How to run GCP Cron job in privilege mode

Question

We have a GCP Cron job which pull docker image from Google Container Registry using docker command.

The image running by Cron job use docker:dind as the base image, when I tried to run the image on my local, I found that I have to add '--privileged' when use docker run command in order to connect to host's docker engine.

So my question is, is there a way to also run the container in privileged mode when configure Cron job? Cause if I don't do so, there's a docker: error during connect: Post "http://docker:2375/v1.24/containers/create": dial tcp: lookup docker on 10.254.133.10:53: no such host error happens which I guess may related to not using privilege mode.

Thank you in advance!

Answer 1

This error seems to happen as it is being ran in a different network namespace from the host.

Easiest way to make it run is to use privileged: true to make the container run in privileged mode and hostNetwork: true to share the same network with the host machine.

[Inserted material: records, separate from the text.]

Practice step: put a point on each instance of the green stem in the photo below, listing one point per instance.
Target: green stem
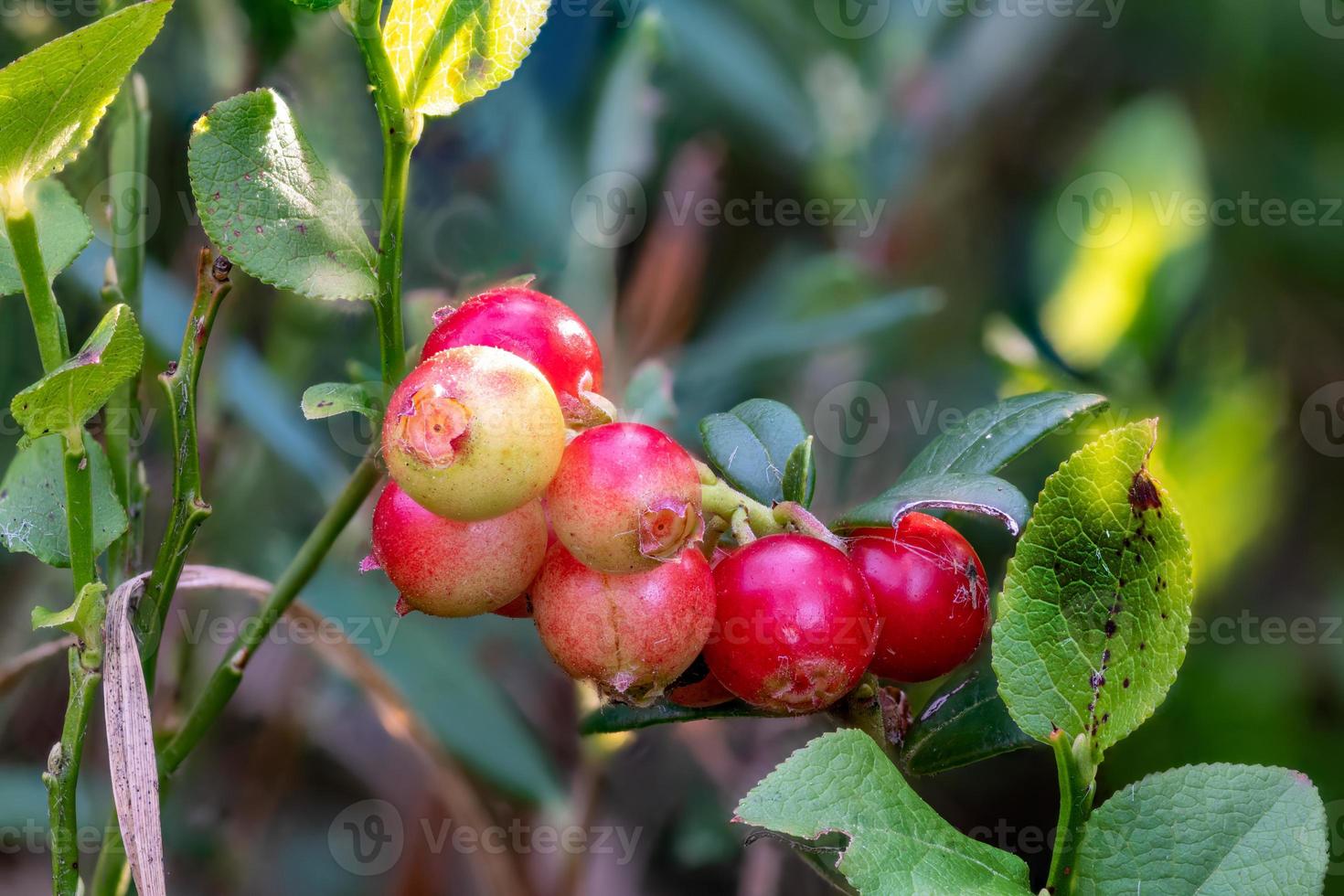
(1077, 790)
(723, 500)
(400, 132)
(229, 675)
(62, 775)
(48, 320)
(80, 511)
(188, 512)
(128, 159)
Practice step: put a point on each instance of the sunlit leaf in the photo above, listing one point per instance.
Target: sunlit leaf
(62, 232)
(446, 53)
(1095, 609)
(66, 398)
(1243, 830)
(843, 784)
(272, 206)
(33, 503)
(53, 98)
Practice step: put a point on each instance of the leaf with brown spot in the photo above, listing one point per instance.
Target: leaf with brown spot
(1097, 595)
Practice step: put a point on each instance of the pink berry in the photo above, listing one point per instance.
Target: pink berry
(932, 595)
(632, 635)
(625, 498)
(474, 432)
(795, 624)
(534, 326)
(449, 569)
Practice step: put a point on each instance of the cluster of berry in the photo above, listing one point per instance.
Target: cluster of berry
(514, 492)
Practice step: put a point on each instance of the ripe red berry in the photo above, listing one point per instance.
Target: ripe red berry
(449, 569)
(795, 624)
(625, 498)
(932, 595)
(632, 635)
(534, 326)
(474, 432)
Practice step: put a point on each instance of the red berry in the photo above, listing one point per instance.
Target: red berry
(932, 594)
(531, 325)
(625, 498)
(795, 624)
(632, 635)
(522, 606)
(449, 569)
(519, 607)
(474, 432)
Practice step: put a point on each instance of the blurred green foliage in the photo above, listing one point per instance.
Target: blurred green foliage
(980, 140)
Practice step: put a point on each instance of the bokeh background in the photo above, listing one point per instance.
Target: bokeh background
(1128, 197)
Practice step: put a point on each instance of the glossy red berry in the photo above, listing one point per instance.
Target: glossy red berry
(625, 498)
(534, 326)
(449, 569)
(632, 635)
(795, 624)
(474, 432)
(932, 595)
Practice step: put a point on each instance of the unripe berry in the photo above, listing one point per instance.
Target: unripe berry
(795, 624)
(534, 326)
(449, 569)
(625, 498)
(932, 595)
(474, 432)
(632, 635)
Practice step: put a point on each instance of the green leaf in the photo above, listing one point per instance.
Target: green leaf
(994, 435)
(62, 232)
(33, 503)
(329, 400)
(963, 723)
(446, 53)
(1240, 830)
(68, 397)
(272, 206)
(750, 446)
(53, 98)
(974, 493)
(614, 716)
(841, 782)
(800, 475)
(1095, 609)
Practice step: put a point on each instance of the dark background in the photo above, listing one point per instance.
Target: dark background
(1040, 172)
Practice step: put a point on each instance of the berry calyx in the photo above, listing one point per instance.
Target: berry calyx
(631, 635)
(795, 624)
(474, 432)
(698, 688)
(625, 498)
(537, 328)
(449, 569)
(930, 592)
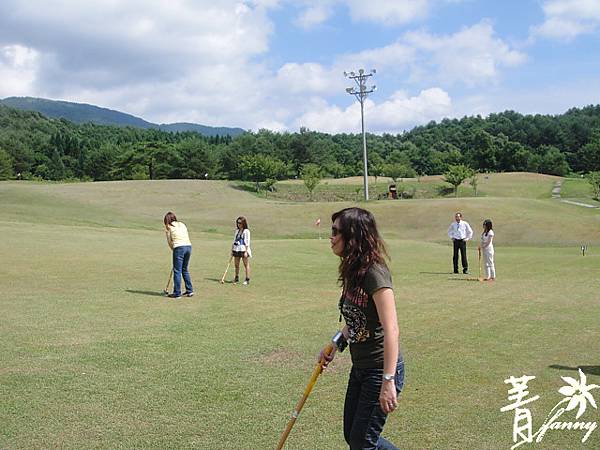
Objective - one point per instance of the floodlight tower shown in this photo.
(361, 94)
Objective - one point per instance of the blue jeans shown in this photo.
(363, 417)
(181, 259)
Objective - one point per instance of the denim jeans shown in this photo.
(181, 259)
(363, 417)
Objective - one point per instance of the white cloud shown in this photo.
(18, 67)
(398, 113)
(315, 15)
(472, 56)
(397, 12)
(567, 19)
(206, 62)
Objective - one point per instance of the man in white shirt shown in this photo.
(460, 232)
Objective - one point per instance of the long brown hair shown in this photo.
(244, 222)
(363, 246)
(487, 226)
(170, 218)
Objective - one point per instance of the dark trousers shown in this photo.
(363, 417)
(460, 244)
(181, 260)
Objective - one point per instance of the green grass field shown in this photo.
(92, 356)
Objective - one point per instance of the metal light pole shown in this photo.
(361, 94)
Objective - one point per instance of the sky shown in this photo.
(279, 64)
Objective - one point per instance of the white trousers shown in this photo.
(488, 262)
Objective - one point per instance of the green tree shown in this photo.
(197, 161)
(311, 175)
(259, 168)
(376, 165)
(56, 167)
(6, 171)
(594, 180)
(455, 175)
(553, 161)
(397, 170)
(588, 156)
(99, 164)
(474, 181)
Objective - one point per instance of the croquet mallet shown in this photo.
(226, 270)
(313, 379)
(479, 254)
(166, 289)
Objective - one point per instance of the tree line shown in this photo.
(34, 146)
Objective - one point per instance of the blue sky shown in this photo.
(278, 64)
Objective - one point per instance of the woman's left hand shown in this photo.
(387, 397)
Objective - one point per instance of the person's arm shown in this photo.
(327, 359)
(247, 241)
(169, 238)
(469, 231)
(386, 310)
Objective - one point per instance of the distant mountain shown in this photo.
(84, 113)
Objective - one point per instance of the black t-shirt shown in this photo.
(360, 314)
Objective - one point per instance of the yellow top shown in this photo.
(177, 235)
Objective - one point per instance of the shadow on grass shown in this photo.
(152, 293)
(463, 279)
(589, 370)
(218, 280)
(244, 187)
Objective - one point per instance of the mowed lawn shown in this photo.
(92, 356)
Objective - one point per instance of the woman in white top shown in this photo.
(240, 249)
(487, 248)
(179, 241)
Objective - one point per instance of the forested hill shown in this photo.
(84, 113)
(33, 145)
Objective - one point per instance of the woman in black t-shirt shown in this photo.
(369, 309)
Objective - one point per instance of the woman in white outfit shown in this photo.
(240, 249)
(487, 250)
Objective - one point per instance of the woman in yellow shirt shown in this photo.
(179, 241)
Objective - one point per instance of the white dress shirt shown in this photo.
(460, 230)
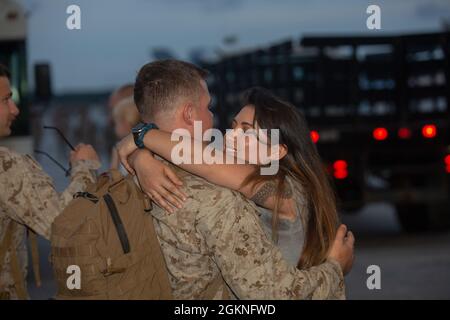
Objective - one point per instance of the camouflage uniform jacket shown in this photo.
(219, 231)
(28, 199)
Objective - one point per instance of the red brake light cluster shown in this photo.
(380, 134)
(340, 169)
(315, 136)
(429, 131)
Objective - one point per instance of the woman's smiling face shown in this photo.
(247, 132)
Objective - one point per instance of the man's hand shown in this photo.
(342, 249)
(124, 149)
(83, 152)
(157, 180)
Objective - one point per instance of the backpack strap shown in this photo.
(6, 246)
(32, 237)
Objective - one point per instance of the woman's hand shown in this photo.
(125, 147)
(158, 181)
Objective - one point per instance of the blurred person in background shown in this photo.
(28, 199)
(111, 138)
(125, 116)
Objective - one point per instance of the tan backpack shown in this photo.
(108, 233)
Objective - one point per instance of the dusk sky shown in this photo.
(118, 36)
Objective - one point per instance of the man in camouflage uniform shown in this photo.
(28, 198)
(217, 232)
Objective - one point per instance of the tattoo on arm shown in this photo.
(269, 189)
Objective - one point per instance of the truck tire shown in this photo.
(424, 217)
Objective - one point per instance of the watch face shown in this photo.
(138, 128)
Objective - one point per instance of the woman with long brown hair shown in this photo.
(296, 204)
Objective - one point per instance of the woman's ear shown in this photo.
(278, 152)
(187, 114)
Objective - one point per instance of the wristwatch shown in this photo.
(139, 132)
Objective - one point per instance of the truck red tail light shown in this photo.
(340, 169)
(429, 131)
(380, 134)
(315, 136)
(404, 133)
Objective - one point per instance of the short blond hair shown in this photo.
(126, 110)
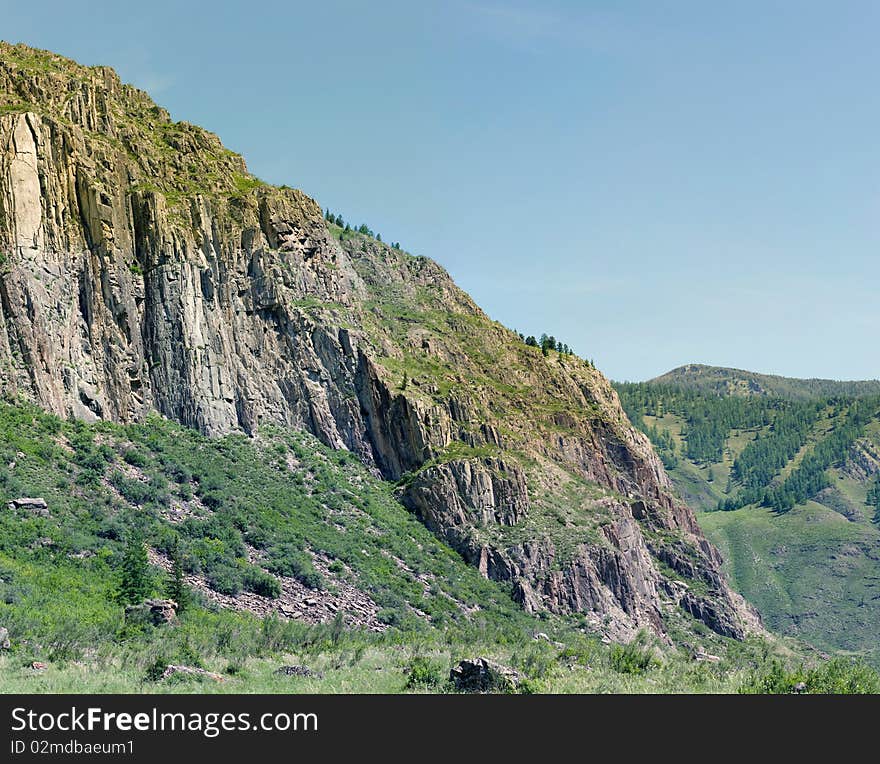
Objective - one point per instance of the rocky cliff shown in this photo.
(143, 268)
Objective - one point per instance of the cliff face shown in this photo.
(144, 269)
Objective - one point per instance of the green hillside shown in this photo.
(723, 381)
(787, 487)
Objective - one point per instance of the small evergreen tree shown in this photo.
(177, 589)
(135, 583)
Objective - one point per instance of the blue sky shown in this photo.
(655, 183)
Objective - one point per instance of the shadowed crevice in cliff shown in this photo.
(160, 276)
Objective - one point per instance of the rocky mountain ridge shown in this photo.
(145, 270)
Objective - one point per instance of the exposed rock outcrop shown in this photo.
(144, 270)
(482, 675)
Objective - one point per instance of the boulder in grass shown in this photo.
(37, 506)
(157, 612)
(481, 675)
(190, 671)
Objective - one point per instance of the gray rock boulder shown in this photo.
(482, 675)
(37, 506)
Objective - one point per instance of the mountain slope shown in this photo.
(724, 381)
(146, 270)
(797, 483)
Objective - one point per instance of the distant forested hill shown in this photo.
(717, 379)
(786, 474)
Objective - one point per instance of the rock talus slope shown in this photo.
(144, 269)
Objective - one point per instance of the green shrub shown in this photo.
(839, 676)
(155, 670)
(258, 582)
(287, 560)
(225, 579)
(423, 673)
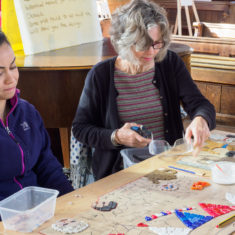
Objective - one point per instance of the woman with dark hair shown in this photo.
(25, 155)
(144, 85)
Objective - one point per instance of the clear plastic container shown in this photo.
(132, 156)
(27, 209)
(223, 172)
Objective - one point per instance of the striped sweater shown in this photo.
(139, 101)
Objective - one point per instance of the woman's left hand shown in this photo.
(199, 130)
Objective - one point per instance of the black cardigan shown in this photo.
(97, 114)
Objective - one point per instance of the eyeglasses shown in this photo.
(158, 45)
(155, 46)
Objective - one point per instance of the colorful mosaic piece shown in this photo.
(69, 226)
(199, 185)
(230, 197)
(170, 230)
(216, 210)
(162, 213)
(192, 220)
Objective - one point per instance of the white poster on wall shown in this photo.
(52, 24)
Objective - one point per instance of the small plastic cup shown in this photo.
(158, 146)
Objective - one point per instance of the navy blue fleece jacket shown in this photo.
(25, 155)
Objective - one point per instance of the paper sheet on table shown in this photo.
(52, 24)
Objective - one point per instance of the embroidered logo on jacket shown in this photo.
(25, 126)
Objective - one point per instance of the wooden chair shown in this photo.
(178, 23)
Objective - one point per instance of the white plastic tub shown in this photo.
(27, 209)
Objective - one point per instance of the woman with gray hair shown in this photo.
(143, 85)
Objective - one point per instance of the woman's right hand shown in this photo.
(126, 136)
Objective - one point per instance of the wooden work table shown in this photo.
(80, 201)
(53, 81)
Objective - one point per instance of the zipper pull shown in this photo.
(8, 130)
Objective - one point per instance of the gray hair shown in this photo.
(130, 24)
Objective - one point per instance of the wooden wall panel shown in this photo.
(212, 92)
(228, 100)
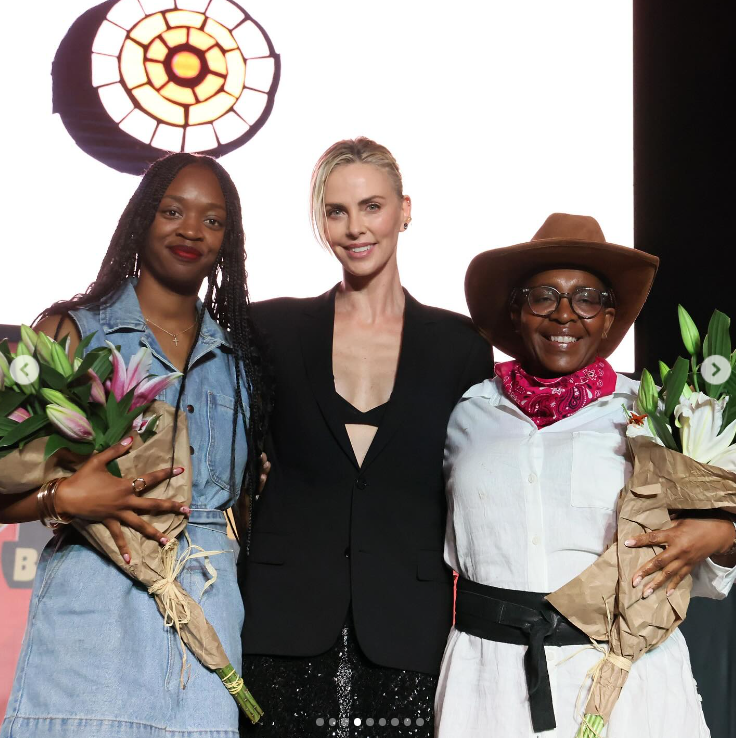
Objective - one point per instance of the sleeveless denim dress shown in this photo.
(96, 660)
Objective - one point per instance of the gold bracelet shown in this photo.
(46, 500)
(731, 551)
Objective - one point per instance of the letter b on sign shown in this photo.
(24, 568)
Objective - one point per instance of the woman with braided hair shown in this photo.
(96, 660)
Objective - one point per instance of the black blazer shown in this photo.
(328, 533)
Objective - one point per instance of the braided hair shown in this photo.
(226, 300)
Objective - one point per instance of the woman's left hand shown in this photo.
(688, 542)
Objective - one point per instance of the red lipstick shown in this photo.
(187, 253)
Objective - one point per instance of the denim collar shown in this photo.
(124, 312)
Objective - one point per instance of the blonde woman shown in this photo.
(348, 599)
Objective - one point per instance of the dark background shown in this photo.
(684, 205)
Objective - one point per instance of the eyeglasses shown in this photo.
(586, 302)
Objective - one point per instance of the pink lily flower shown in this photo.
(140, 423)
(150, 388)
(138, 369)
(19, 415)
(98, 391)
(70, 423)
(127, 378)
(119, 373)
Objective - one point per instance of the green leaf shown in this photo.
(52, 378)
(648, 396)
(719, 340)
(24, 429)
(9, 401)
(718, 343)
(82, 393)
(663, 432)
(111, 409)
(28, 439)
(56, 442)
(674, 384)
(102, 366)
(6, 425)
(79, 353)
(689, 331)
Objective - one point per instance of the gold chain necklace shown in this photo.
(174, 336)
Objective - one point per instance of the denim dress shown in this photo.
(97, 660)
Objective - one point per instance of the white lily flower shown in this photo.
(700, 418)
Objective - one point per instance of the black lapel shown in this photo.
(316, 340)
(405, 384)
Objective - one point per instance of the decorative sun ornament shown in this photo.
(176, 75)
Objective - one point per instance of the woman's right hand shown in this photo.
(93, 493)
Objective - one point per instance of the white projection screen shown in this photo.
(498, 112)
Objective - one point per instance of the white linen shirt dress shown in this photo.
(530, 509)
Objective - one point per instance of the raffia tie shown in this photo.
(594, 673)
(233, 685)
(174, 599)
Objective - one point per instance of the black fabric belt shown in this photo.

An example yaml would look like this (this yaml is for example pod but you can easily use it as template for cronjob, I provided yaml for pod instead of cronjob as I recommend you trying it with pod first as it is easier and faster to try):

apiVersion: v1
kind: Pod
metadata:
  name: dind
spec:
  hostNetwork: true
  containers:
  - name: dind
    image: docker:dind
    securityContext:
      privileged: true

Note that after that you might need to login into docker (this is probably out of scope of this question but let me provide some guidance):

• Easy one-time way is to run kubectl exec -it dind -- sh to ssh and then run docker login. Though this change will only live through the lifetime of the container inside the pod (e.g. it will be lost if the container is restarted). You can use this way just for trying, for more persistent way check the next point.
• More persistent way is to run docker run as part of the yaml file. There are many ways of doing this. One such way is to add command: ["docker", "login", "--username", "$USERNAME", "--password", "$PASSWORD"] to the yaml file and pass the env variables using secrets.